One symptom of PTSD is to have very intense memories of the event, also known as a flashback, which means you relive an event. Getting nightmares may be seen as a literal remembrance of the original trauma. Memories trigger a panic attack, because PTSD folks are quick to anger, easily frustrated, give up easily also, feel fear and anticipate worst-case outcomes. Their mood swings of negative emotions are frequent because stress causes trauma, along with hypervigilance. I have been so stressed this May from flashback mode, that I was anxious the whole month since this crap only gets better in June.

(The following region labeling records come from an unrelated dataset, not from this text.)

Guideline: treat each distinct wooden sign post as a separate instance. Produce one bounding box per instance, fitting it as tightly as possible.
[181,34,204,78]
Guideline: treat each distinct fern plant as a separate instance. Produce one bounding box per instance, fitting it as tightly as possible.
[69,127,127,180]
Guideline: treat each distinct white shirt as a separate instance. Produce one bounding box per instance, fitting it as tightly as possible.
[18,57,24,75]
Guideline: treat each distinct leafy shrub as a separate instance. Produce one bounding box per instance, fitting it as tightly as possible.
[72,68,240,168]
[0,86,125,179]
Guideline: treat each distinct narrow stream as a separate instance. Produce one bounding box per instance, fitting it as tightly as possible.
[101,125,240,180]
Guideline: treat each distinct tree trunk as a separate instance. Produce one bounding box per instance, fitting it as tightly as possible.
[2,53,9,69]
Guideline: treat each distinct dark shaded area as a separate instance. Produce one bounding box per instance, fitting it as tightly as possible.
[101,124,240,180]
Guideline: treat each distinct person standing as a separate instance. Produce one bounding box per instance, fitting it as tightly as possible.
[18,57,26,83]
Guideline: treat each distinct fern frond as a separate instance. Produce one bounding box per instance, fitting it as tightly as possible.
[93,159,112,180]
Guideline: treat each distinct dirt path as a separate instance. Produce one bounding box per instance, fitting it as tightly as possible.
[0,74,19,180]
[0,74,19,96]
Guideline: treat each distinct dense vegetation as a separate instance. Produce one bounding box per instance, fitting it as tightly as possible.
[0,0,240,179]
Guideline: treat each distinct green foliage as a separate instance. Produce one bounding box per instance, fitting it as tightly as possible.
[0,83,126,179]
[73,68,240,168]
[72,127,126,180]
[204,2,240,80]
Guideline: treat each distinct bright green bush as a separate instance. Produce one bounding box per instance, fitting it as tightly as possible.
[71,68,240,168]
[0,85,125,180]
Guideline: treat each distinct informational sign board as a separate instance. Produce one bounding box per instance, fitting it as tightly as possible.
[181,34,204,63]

I’ve had symptoms of PTSD for more than a month, for like three years since my family moved to Spain. PTSD can cause impaired function but I already had a messed up, stiff knee to navigate. I have a history of mental illness, and not only a history of MI but I have a history of not having much support after the trauma. I need to rebuild my support system. I’ve had to deal with physical, emotional and sexual victimization since childhood, by those who shall remain nameless but I know I’ve had a long history of being abused.
In college, I was busy indulging in a history of substance abuse, or alcohol and marijuana use. My roommate at some point offered to smoke me out, and I was like, no thanks, that’s for me and the Ex to do since I didn’t know how marijuana would make me react and I didn’t want to do anything stupid while under the influence. I have anxiety and I have schizoaffective, as well as OCD. But let us make one thing clear, I do not have borderline personality. I have tried CBT, Cognitive Behavioral therapy, and want to try EMDR. Bridges to Recovery could very well change my life, and reverse my symptoms.